I apologize for this rambling trip down genre lane, but there is a reason for this, and it is directly related to the six evenings I spent listening to 61 Doors songs. While this is a rough estimate, I would say that at least half of the songs that are not part of the top ten listed above would never be classified as “rock” today. However, since I just spent an inordinate amount of time ranting about the subjectivity of classification, I will let you decide for yourselves how you would classify the following songs. Let’s say that the songs below are a selection from my unofficial top ten (also listed above) that probably never had any airtime on the radio, and that are, in my mind at least, not what I would consider “rock” songs. The emphasis here is on the MY. They are songs that you may or may not remember or may or may not know. There is also a chance that you may or may not care!
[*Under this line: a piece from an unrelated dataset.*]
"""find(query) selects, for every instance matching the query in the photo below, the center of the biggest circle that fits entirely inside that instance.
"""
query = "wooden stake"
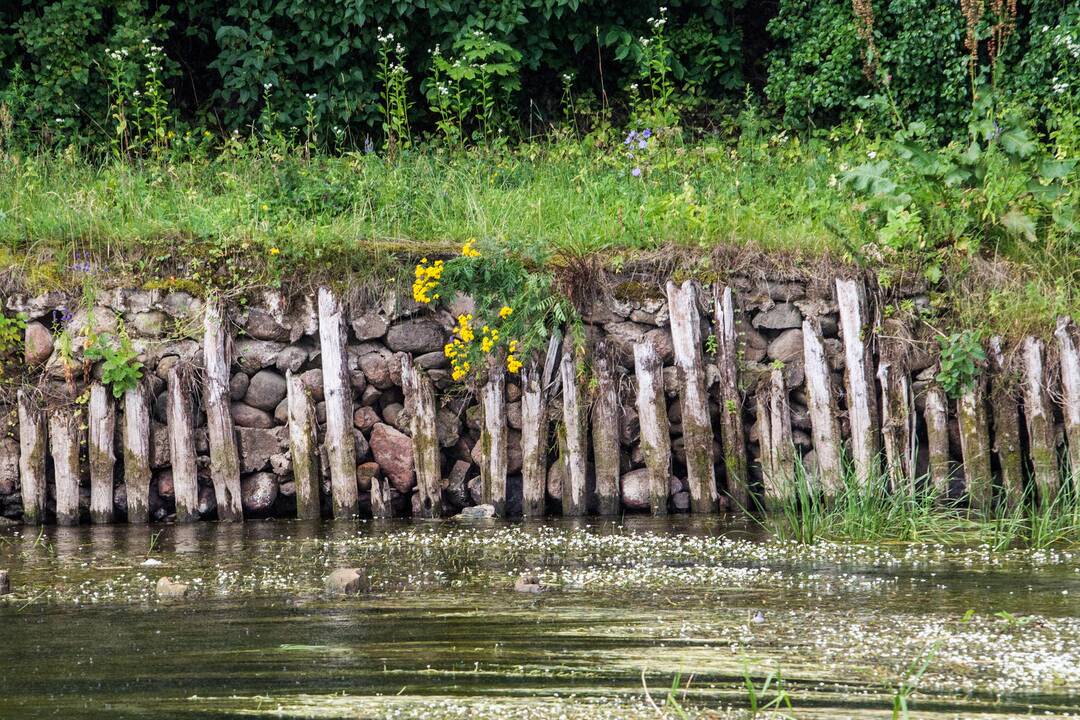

These are Apple Music links, so if you are a subscriber then easy-peasy. If you’re not, well you know where to find me. These are songs that range from spoken rants to musical theater. There are classic blues, poetry, flamenco, and songs that go through so many different styles that there should be a sub-genre called Smorgasbord Rock!
#1. “Alabama Song (Whiskey Bar)
#2. “Horse Latitudes”
#3. “Spanish Caravan”
#4. “Yes, The River Knows”
#5. “The Soft Parade”
#6. “Crawling King Snake”
Enjoy the music and enjoy the trip down memory lane!